For too many Indiana children, however, summer will be spent searching for the next meal. A growing number of Hoosier kids are poor and hungry. As summer approaches, public programs and private charity have more opportunities to feed famished children.

Forty-two percent of Indiana school students are enrolled in the free or reduced price meal programs at school – a percentage that has increased by half in the last decade. When school ends in late May or early June, where will these children eat?

The answer to that question has life-long consequences. Research summarized by Tufts University reveals that undernourished children are more likely to get sick, struggle in school and exhibit behavioral problems. Just think: how do you feel/perform at work or interact with others when you are hungry?

The federal Simplified Summer Food Program tries to fill part of the food gap for hungry kids. The program reimburses schools, parks, youth organizations, youth ministries and other grassroots agencies that feed poor children during the summer.

This safety net service is administered by the Indiana Department of Education (http://www.doe.in.gov/food/summer/welcome.html). Last summer, 2.6 million meals were served to 55,000 Hoosier kids, resulting in $6.1 million in food aid for Indiana children.

The federal program fed hundreds of kids last summer in the Wellspring Summer Day Camp in Ft. Wayne.

“The kids are getting a nutritionally balanced meal,” said camp director Frank Zirille. “They probably are introduced to things they might not normally eat, like vegetables and yogurt.”

Research from the National Summer Learning Association finds that two-thirds of the nation’s academic achievement gap develops in the summer when low-income children are out of school and unlikely to be involved in organized youth programs. Summer food assistance can attract kids into those formal youth programs, which not only feed their bodies but also engage their minds.

Zirille promotes the free lunch in his marketing materials to low-income families. He is convinced the meals are a key reason — along with the camp’s structured activities and adult supervision — why parents enroll their children in the day camp.

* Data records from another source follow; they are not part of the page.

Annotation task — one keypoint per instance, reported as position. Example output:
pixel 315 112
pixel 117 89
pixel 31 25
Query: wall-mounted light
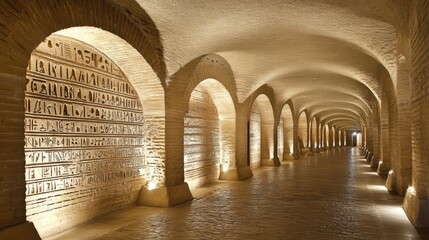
pixel 151 185
pixel 225 167
pixel 411 190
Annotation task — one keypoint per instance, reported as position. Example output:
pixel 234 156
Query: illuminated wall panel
pixel 84 141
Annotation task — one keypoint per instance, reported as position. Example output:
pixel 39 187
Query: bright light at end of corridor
pixel 151 185
pixel 411 190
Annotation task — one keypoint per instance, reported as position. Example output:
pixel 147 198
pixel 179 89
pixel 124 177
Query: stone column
pixel 416 201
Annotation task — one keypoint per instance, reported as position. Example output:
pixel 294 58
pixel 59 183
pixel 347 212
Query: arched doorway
pixel 303 130
pixel 287 119
pixel 263 106
pixel 209 133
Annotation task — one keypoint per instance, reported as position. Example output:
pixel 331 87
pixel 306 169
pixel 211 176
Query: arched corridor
pixel 111 105
pixel 333 195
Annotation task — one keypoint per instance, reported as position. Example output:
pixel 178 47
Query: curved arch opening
pixel 86 139
pixel 262 142
pixel 314 140
pixel 287 118
pixel 209 133
pixel 303 130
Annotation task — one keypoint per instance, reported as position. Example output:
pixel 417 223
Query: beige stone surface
pixel 285 79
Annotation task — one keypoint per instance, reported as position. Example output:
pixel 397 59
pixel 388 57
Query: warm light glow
pixel 225 167
pixel 411 190
pixel 151 185
pixel 377 188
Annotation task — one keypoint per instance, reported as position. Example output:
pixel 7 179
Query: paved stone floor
pixel 332 195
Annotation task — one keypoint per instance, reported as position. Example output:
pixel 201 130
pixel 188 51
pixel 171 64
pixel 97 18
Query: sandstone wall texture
pixel 84 136
pixel 202 150
pixel 79 132
pixel 255 137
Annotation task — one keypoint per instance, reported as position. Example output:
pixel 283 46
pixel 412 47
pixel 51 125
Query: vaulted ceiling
pixel 326 56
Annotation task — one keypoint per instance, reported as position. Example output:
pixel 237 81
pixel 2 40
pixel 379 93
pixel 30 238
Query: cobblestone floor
pixel 332 195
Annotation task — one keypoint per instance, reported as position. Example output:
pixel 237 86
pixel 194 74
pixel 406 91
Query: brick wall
pixel 84 136
pixel 255 137
pixel 303 129
pixel 419 37
pixel 201 140
pixel 287 131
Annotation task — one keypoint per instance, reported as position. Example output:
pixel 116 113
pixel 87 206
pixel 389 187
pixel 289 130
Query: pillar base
pixel 23 231
pixel 374 163
pixel 289 156
pixel 295 156
pixel 383 168
pixel 390 182
pixel 417 209
pixel 369 157
pixel 165 196
pixel 239 173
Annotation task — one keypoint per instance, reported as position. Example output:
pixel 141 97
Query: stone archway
pixel 288 133
pixel 303 130
pixel 209 134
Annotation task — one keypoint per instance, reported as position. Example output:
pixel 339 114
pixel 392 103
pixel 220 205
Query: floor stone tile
pixel 332 195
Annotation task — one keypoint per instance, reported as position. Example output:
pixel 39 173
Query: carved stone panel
pixel 84 130
pixel 201 140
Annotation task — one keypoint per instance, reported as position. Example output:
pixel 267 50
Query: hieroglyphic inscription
pixel 83 122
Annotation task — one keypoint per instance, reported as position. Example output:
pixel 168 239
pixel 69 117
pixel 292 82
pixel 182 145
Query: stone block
pixel 390 182
pixel 24 231
pixel 417 209
pixel 165 196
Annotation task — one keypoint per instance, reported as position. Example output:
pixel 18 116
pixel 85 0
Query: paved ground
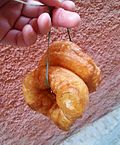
pixel 105 131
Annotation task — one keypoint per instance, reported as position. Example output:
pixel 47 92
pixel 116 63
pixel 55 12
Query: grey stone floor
pixel 105 131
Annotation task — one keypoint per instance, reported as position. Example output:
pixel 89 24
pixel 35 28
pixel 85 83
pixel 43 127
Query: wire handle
pixel 47 62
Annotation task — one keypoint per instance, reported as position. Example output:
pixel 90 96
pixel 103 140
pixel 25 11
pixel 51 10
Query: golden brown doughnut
pixel 72 74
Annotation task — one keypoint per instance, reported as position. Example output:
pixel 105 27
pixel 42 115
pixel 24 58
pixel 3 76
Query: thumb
pixel 55 3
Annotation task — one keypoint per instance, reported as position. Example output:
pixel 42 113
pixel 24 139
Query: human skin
pixel 20 25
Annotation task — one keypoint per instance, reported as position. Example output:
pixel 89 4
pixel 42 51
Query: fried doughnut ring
pixel 72 75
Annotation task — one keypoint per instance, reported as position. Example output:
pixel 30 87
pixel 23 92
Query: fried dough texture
pixel 72 76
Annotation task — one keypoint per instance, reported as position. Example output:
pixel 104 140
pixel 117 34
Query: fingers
pixel 63 18
pixel 34 11
pixel 29 35
pixel 68 5
pixel 55 3
pixel 26 37
pixel 44 23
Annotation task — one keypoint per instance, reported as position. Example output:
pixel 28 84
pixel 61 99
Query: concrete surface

Yet, the federal summer food program is underused across the state. According to surveys, 80 percent of the students who are enrolled in the school meal programs do not utilize the federal summer food assistance. Of those families, nearly half say they did not know about the program.

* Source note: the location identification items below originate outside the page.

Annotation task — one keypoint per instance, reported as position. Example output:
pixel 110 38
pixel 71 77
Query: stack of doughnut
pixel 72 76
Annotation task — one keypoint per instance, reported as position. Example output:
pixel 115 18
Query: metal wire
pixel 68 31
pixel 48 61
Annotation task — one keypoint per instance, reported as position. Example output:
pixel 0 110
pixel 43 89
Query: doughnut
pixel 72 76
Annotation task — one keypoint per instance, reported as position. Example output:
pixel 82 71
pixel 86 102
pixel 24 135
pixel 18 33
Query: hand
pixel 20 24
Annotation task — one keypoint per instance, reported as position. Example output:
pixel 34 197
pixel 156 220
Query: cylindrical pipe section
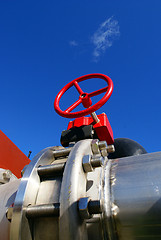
pixel 44 210
pixel 136 196
pixel 51 170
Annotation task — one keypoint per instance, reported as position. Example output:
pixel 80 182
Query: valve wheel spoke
pixel 84 98
pixel 78 88
pixel 73 106
pixel 95 93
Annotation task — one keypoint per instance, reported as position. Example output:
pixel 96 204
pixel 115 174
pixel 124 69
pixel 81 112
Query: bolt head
pixel 87 163
pixel 95 146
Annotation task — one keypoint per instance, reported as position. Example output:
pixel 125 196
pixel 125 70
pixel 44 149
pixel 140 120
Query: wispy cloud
pixel 103 38
pixel 73 43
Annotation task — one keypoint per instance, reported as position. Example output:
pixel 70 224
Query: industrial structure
pixel 92 187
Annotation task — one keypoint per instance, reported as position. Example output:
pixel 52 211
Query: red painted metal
pixel 11 157
pixel 103 128
pixel 87 101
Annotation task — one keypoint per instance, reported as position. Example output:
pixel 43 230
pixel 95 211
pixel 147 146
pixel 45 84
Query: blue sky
pixel 46 44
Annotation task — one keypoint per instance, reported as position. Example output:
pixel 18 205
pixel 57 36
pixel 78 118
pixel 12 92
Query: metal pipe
pixel 62 152
pixel 51 170
pixel 136 196
pixel 45 210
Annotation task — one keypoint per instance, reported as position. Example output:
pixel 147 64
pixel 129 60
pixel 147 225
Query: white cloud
pixel 73 43
pixel 103 38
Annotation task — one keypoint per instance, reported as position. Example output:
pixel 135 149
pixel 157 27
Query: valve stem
pixel 94 116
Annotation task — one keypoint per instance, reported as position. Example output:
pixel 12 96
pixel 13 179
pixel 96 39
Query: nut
pixel 95 146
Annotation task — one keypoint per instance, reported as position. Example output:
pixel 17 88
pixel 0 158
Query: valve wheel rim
pixel 67 113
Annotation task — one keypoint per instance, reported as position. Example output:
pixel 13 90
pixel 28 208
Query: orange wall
pixel 11 157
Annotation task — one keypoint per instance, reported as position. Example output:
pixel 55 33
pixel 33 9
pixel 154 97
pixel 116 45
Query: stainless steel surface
pixel 30 193
pixel 73 188
pixel 136 196
pixel 51 170
pixel 87 167
pixel 119 199
pixel 83 208
pixel 43 210
pixel 7 197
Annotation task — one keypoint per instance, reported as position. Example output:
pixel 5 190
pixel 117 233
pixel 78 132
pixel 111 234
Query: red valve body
pixel 103 128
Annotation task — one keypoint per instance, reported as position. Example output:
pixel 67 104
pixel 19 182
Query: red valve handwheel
pixel 84 98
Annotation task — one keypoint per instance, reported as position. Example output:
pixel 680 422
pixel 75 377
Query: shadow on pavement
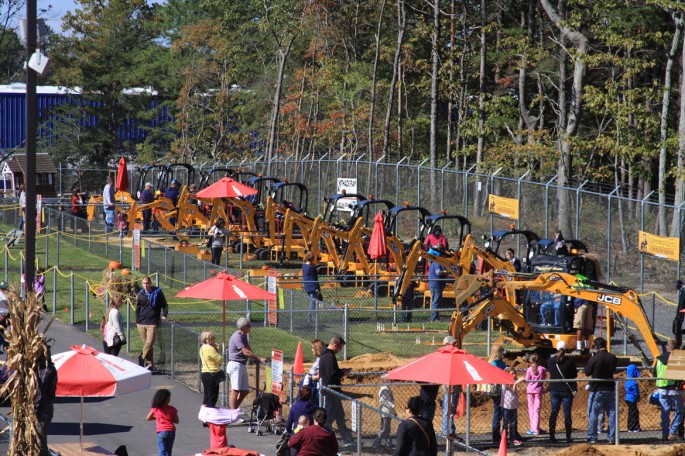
pixel 57 428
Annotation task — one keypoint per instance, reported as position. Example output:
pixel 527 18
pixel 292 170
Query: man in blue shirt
pixel 436 283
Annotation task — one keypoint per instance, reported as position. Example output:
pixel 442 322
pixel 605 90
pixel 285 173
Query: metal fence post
pixel 291 312
pixel 54 290
pixel 358 410
pixel 72 297
pixel 617 421
pixel 346 314
pixel 87 306
pixel 467 434
pixel 173 350
pixel 128 327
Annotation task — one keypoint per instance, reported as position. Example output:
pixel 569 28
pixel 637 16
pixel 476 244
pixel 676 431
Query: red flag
pixel 503 445
pixel 298 368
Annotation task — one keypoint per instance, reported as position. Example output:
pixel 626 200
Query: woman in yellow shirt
pixel 212 375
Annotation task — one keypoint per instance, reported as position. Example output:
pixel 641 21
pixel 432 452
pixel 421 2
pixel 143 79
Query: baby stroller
pixel 266 407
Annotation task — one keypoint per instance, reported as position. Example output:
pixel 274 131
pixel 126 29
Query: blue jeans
pixel 436 294
pixel 598 403
pixel 453 408
pixel 510 423
pixel 669 404
pixel 165 441
pixel 496 419
pixel 558 399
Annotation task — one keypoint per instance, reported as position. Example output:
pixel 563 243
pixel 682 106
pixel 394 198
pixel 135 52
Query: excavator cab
pixel 368 209
pixel 524 243
pixel 339 208
pixel 212 175
pixel 454 227
pixel 405 222
pixel 292 194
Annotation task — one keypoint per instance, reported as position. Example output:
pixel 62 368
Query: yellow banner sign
pixel 659 246
pixel 504 207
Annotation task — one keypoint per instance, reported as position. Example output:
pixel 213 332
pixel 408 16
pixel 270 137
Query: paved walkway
pixel 120 420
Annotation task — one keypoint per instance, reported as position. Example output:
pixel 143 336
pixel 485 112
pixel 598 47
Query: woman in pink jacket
pixel 534 374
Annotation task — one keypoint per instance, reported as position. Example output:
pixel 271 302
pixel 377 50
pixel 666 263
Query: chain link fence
pixel 360 406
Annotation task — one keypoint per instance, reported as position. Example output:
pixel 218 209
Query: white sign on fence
pixel 348 185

Therefore, before summer break arrives, educators have an opportunity to inform students and their parents about local providers of the summer food program. Delivering this information becomes much more difficult when the students scatter for the summer.

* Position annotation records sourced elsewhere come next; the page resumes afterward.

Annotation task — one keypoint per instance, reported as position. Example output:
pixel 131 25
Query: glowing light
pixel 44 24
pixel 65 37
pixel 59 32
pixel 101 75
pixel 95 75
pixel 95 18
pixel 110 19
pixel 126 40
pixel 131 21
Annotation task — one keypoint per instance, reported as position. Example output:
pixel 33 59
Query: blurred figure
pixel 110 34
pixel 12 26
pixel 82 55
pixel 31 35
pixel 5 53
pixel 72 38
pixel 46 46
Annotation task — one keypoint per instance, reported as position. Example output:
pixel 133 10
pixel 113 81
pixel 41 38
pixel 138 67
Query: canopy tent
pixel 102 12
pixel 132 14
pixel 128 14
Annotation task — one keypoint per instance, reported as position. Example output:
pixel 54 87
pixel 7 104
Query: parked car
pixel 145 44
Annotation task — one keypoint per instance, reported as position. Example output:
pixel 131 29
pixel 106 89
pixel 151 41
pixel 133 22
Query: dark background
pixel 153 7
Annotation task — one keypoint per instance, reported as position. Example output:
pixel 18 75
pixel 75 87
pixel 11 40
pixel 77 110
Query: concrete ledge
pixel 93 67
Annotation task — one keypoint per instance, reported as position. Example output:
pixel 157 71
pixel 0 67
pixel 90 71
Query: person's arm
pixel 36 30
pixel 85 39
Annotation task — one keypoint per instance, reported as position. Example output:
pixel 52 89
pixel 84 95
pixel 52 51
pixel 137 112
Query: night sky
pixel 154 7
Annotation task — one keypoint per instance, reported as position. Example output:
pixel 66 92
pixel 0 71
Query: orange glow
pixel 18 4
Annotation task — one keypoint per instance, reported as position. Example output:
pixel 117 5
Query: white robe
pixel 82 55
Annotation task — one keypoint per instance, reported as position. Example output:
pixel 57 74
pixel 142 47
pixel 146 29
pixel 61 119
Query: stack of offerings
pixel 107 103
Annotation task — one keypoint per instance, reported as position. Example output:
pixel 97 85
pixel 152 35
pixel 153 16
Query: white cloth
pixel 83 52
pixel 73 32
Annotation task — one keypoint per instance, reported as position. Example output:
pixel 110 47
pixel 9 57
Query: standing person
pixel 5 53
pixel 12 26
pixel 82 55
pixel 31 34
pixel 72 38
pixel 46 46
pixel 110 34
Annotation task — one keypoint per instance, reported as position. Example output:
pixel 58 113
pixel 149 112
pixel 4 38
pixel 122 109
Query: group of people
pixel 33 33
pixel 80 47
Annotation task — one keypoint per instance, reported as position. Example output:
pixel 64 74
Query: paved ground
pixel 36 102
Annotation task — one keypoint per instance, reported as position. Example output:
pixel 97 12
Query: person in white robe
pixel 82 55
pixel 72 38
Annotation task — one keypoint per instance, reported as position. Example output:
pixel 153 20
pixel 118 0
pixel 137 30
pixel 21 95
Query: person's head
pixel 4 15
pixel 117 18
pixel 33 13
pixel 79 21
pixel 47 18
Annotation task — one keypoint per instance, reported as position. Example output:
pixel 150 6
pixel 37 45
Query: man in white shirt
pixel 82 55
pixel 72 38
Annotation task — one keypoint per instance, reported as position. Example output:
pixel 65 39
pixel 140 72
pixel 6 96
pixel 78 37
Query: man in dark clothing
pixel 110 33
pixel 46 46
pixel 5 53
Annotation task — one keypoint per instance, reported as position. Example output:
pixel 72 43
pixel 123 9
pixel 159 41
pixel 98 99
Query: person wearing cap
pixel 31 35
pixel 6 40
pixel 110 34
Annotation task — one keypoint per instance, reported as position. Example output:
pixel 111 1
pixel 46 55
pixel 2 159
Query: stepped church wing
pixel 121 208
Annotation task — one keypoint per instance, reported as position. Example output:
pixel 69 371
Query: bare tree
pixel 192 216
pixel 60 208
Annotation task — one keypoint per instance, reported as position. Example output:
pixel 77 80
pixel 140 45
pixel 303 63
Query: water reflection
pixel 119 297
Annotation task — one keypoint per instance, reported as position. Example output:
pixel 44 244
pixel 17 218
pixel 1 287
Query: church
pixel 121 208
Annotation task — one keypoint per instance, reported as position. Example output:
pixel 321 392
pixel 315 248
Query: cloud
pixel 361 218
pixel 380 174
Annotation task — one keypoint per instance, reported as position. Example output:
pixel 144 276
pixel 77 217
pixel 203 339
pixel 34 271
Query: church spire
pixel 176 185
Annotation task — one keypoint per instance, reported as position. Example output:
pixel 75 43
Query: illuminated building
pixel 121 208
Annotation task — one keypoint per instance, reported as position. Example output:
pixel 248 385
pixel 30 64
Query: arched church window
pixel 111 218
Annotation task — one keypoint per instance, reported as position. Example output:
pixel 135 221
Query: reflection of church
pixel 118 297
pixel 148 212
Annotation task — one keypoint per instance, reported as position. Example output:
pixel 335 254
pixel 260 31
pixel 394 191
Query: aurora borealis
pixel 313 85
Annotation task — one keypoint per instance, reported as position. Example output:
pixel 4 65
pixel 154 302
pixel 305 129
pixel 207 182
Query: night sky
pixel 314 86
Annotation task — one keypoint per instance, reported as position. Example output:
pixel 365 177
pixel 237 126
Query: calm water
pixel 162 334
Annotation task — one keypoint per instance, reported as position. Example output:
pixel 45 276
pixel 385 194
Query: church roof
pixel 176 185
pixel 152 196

In addition, religious congregations, service clubs and other community organizations also can publicize local summer food locations — and if possible provide transportation — as part of their dedicated efforts to serve low-income neighbors.

While the summer food program can stretch a poor family’s grocery budget — which often relies on food stamps that do not keep up with rising food prices — Indiana’s growing poverty rate means too many kids will still suffer food insecurity.

This is where private charity can make a difference. As you enjoy the bounty of summer — barbeques, soft fruit and, yes, fresh fish from the lake — consider buying a bag of groceries each week for a family in need. Food banks and food pantries are located in local communities across Indiana. Food charities are busy during the holiday season, but they often run low during the summer months — even though demand increases as students leave the school-based meal programs.

DOE, meanwhile, is recruiting more providers for the federal food program which last summer existed in just 68 of Indiana’s 92 counties.

“Programs like this run effectively because of the ways communities work together,” said Lauren Auld of the Indiana Department of Education. “We appreciate the collaboration that we get from communities to make these programs work – schools, churches, YMCA’s, Salvation Armies, summer camps, nonprofits and food banks.

“It is our hope that other organizations similar to these in counties where there isn’t a site will step up to the plate.”